O problema é que nem todos podem se beneficiar dessa medida, e essa decisão só pode ser tomada sob indicação médica. De acordo com estudo feita pela Mayo Clinic – instituição norte-america que é respeitada pela pesquisa e indicação em dietas restritivas, inclusive sem glúten - com a população americana, apenas 20% excluíram a substância da alimentação com orientação adequada.
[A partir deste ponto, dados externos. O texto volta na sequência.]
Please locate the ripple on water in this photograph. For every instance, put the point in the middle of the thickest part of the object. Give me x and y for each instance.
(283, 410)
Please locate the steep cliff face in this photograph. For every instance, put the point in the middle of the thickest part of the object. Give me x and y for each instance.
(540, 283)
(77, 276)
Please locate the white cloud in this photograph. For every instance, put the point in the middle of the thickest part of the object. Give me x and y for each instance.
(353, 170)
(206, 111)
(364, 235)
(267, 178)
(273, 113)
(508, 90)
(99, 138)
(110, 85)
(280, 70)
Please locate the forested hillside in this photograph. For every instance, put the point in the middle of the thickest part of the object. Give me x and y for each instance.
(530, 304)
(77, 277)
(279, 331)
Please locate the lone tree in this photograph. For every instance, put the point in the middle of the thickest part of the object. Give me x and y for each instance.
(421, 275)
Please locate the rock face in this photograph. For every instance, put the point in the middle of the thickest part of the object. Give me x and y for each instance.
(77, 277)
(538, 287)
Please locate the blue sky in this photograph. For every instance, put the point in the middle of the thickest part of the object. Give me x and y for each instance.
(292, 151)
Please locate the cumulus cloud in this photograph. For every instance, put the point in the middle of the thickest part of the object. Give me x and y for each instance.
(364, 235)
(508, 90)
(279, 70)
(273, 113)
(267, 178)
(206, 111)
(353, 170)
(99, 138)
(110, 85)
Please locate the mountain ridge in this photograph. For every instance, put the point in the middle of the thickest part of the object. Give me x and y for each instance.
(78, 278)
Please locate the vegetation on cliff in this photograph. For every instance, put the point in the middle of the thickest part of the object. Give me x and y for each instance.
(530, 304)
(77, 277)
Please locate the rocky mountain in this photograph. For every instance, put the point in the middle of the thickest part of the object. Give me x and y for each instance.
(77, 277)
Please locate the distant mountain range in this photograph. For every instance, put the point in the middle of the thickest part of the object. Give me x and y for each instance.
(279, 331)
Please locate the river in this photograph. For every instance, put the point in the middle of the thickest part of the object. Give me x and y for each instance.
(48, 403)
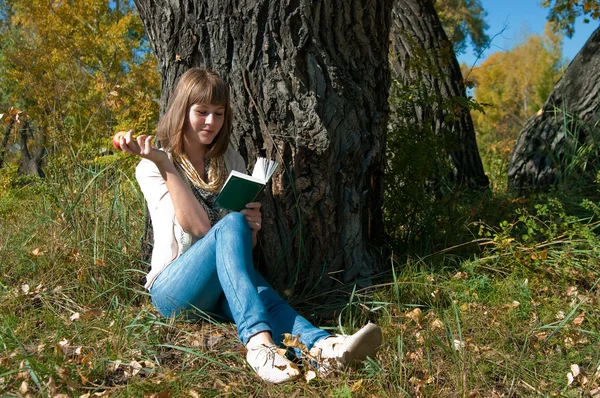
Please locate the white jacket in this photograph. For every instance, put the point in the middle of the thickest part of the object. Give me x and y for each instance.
(170, 240)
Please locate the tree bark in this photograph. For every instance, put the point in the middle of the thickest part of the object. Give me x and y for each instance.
(424, 62)
(309, 83)
(31, 163)
(5, 138)
(547, 149)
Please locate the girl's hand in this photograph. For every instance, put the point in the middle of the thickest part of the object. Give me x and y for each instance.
(141, 146)
(254, 218)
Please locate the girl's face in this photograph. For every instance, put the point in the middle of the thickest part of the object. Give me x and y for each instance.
(203, 123)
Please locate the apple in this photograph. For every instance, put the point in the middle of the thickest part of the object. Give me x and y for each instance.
(117, 139)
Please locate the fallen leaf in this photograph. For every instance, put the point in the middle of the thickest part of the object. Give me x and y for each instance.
(571, 290)
(356, 386)
(579, 319)
(310, 375)
(437, 324)
(458, 345)
(575, 370)
(24, 388)
(461, 275)
(415, 314)
(162, 394)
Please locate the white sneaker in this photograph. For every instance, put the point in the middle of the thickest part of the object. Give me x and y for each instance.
(336, 352)
(272, 365)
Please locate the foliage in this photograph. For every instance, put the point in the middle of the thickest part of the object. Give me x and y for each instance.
(79, 69)
(515, 84)
(464, 19)
(563, 13)
(520, 317)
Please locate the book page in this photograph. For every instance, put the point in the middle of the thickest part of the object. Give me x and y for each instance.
(264, 169)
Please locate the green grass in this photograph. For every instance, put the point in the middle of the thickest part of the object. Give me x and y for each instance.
(501, 299)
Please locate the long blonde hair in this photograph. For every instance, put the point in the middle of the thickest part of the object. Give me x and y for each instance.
(195, 86)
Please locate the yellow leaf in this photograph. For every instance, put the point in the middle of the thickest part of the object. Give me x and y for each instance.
(162, 394)
(571, 290)
(356, 386)
(310, 375)
(415, 314)
(24, 389)
(579, 319)
(437, 324)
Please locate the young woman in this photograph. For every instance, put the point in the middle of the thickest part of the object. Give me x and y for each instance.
(202, 255)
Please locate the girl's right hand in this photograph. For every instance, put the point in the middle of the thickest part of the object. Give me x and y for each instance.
(142, 146)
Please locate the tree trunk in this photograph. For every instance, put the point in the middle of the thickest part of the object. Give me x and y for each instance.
(31, 164)
(309, 83)
(424, 62)
(550, 147)
(5, 138)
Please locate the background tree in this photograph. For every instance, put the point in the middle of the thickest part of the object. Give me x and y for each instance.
(561, 141)
(78, 69)
(425, 67)
(516, 83)
(309, 85)
(564, 13)
(464, 20)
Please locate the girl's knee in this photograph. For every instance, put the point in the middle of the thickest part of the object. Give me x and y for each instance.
(234, 219)
(234, 222)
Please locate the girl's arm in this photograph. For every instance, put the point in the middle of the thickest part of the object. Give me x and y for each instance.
(189, 213)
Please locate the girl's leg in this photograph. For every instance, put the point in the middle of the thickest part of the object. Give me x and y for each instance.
(219, 264)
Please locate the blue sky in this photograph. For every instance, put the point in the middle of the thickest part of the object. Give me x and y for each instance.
(523, 17)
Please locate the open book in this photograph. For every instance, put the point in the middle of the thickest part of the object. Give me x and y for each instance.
(241, 189)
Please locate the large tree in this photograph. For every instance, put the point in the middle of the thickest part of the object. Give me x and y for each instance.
(552, 142)
(309, 83)
(425, 65)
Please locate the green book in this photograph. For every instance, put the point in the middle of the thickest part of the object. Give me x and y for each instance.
(241, 189)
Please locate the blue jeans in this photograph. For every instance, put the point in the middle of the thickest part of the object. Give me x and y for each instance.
(217, 275)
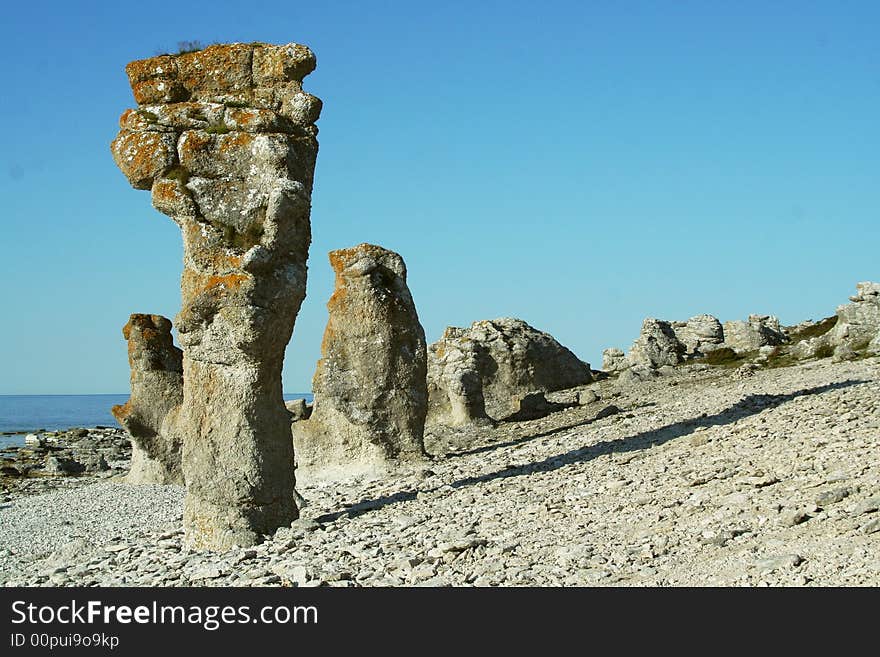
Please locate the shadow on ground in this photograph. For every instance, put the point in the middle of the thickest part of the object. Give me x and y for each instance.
(750, 405)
A pesquisadora brasileira Fabíola Soares demonstrou – em laboratório, com camundongos – que o glúten diminui a utilização das reservas de gordura no organismo, estimula a inflamação no intestino e age de forma a diminuir a tolerância à glicose, favorecendo a hiperglicemia (glicose elevada no sangue). “Embora os resultados das pesquisas sejam promissores, por enquanto a indicação de exclusão do glúten deve ser realizada somente para pessoas com a doença celíaca. Como nutricionista e pesquisadora, defendo que qualquer recomendação deve ser pautada somente naquilo que está comprovado pela ciência”, afirma Fabíola, professora doutora da Universidade Federal da Grande Dourados (MS).
Pessoas com a doença celíaca têm intolerância permamente ao glúten, por não possuírem a enzima responsável pela quebra dessa proteína. Em consequência disso, a ingestão de alimentos com glúten pode danificar as paredes do intestino delgado dos celíacos, causando diarreia, anemia e outras reações agressivas.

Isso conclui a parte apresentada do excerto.